Martín, sonriendo, le dijo que se sentara en el sofá y esperara un momento mientras él le preparaba unos fideos.
Estefanía, sentada en el sofá, miró con desdén nuestra foto de boda y la volteó. "Martín, mejor pide comida para llevar, no hace falta que te molestes tanto."
Pero Martín no le hizo caso. Murmuró: "La comida para llevar no es saludable, no es buena para ti."
Martín abrió el refrigerador, y al ver los fideos que había hecho a mano, se quedó congelado por un segundo.
No sé qué se le pasó por la mente, pero en lugar de los fideos frescos que había preparado, tomó un paquete de fideos instantáneos que estaba en el fondo.
Martín comenzó a lavar las verduras y a cortar la cebolla con una destreza que no tenía nada que ver con la imagen de un príncipe de la familia Segura.

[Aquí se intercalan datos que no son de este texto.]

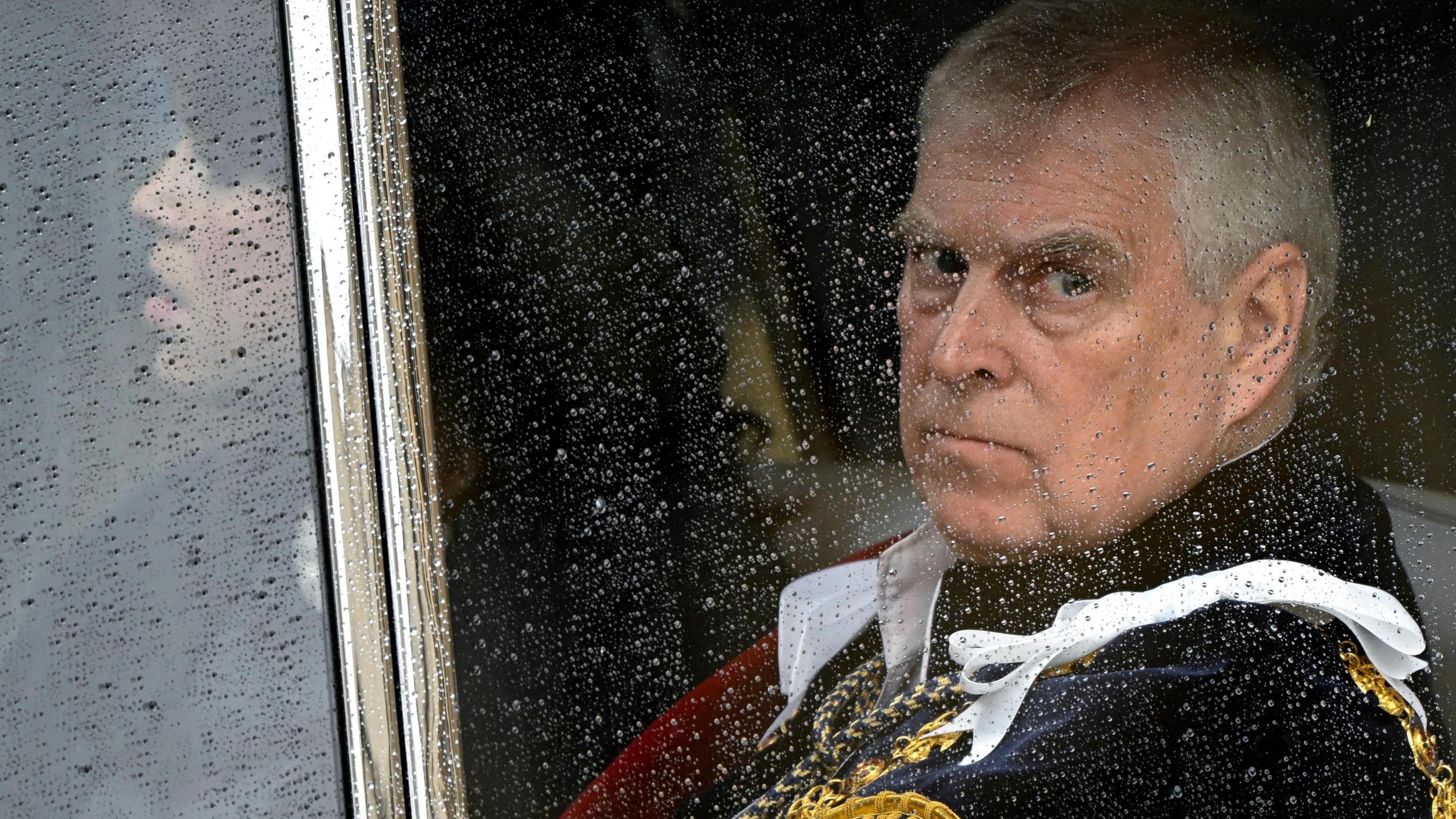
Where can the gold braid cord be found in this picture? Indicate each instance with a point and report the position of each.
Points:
(1423, 745)
(846, 720)
(841, 799)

¿Cuánto tiempo había pasado desde la última vez que lo vi así?
La escena cálida que tenía frente a mí me hizo sentir confusa.
Desde que comenzamos a salir y durante nuestro matrimonio, Martín nunca hizo las tareas domésticas. , lo tenía muy bien cuidado.

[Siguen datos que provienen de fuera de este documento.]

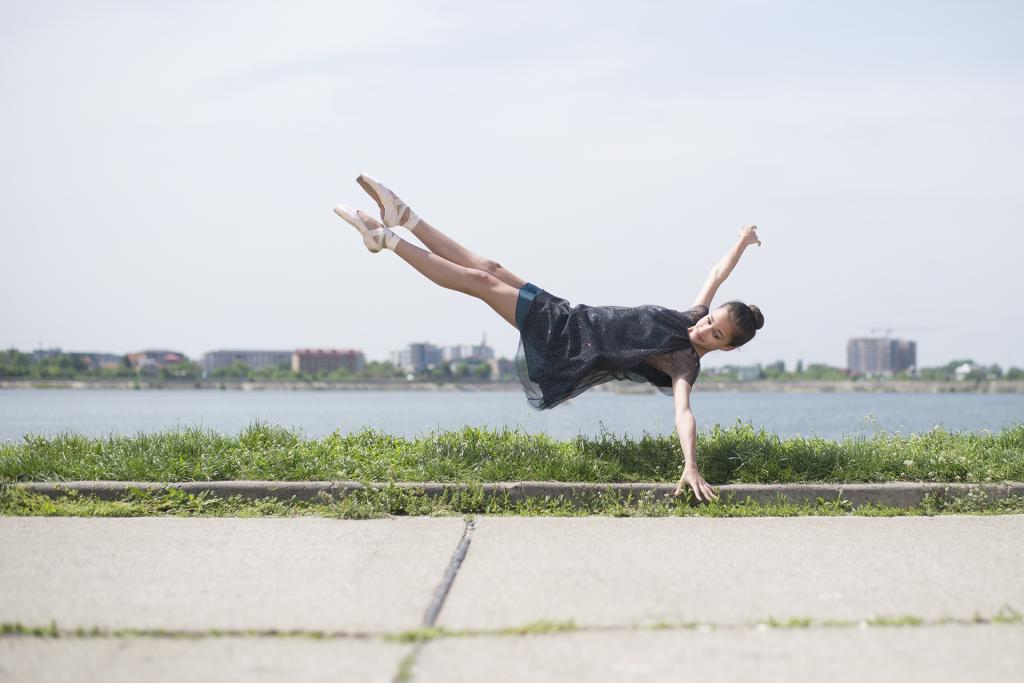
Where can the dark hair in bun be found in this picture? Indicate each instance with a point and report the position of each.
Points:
(745, 321)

Después de que Estefanía lo abandonara para casarse con otro, fui yo quien lo acompañó y lo ayudó a superar ese año oscuro.

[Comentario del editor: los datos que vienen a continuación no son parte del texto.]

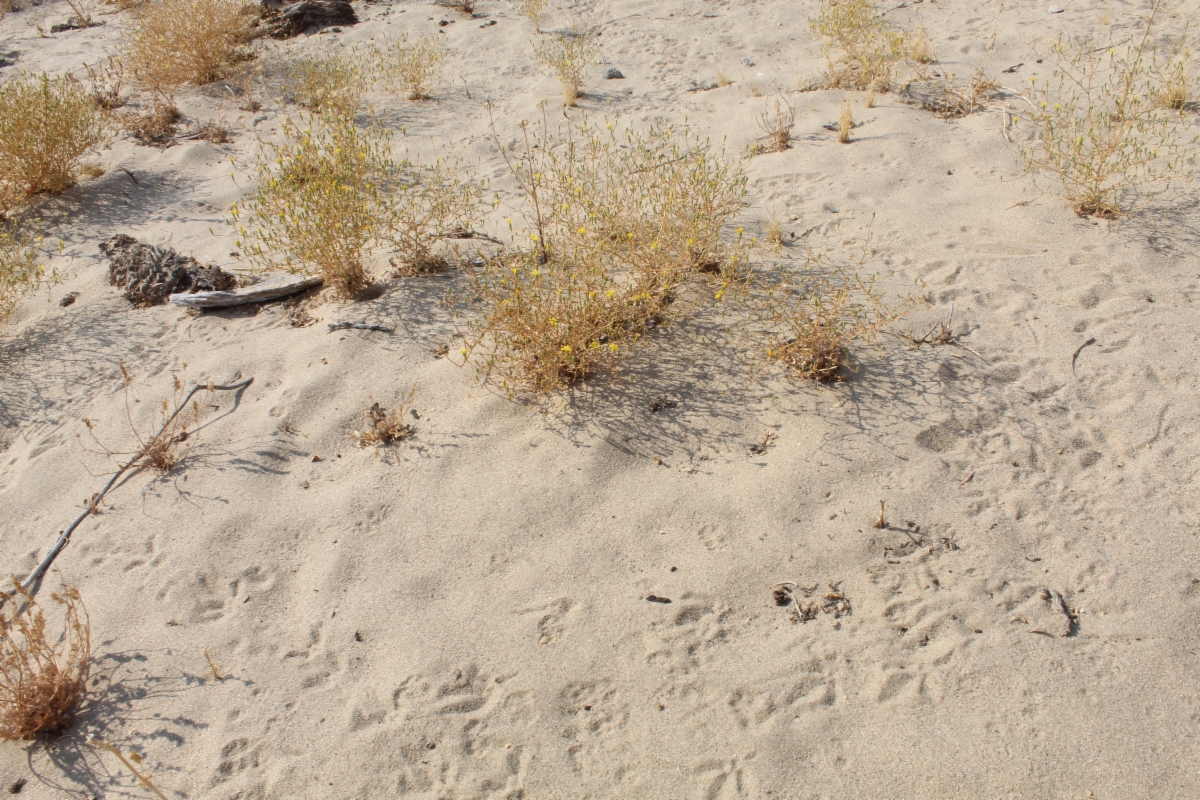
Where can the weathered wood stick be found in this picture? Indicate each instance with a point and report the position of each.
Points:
(270, 289)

Un año después, Martín de repente me pidió que saliéramos juntos.
Acepté con el corazón lleno de alegría.
Luego, cuando empezó a hacerse cargo del negocio de la empresa, comenzó a beber con frecuencia, y después de beber siempre se quejaba de dolor de estómago.
Yo también le preparaba fideos en esos momentos.
No le gustaban los fideos instantáneos, así que aprendí a hacer fideos a mano, practicando día y noche.
En ese entonces, solo pensaba en ser buena con él, en mostrarle mi amor.
Estaba convencida de que si era lo suficientemente buena con él, algún día se daría cuenta y me amaría como amaba a Estefanía.
Cuando por fin aprendí, frunció ligeramente el ceño al ver los cortes que me rompían la piel de las manos mientras comía sus fideos y, por primera vez, se inclinó sobre mí y me sopló con cuidado en las heridas.
Me sentí sorprendida y atreviéndome, lo abracé y le dije en tono juguetón: "Martín, ¿puedes ser así de bueno conmigo siempre?"
Me arrepentí de inmediato.
Estaba a punto de disculparme cuando escuché la voz fría de Martín sobre mi cabeza. Dijo: "Está bien."
En ese momento, me lo prometió, dijo que sí.
Pero ahora, ha roto su promesa.
Aunque, claro, Estefanía es su única, la única persona para quien sus principios realmente importan.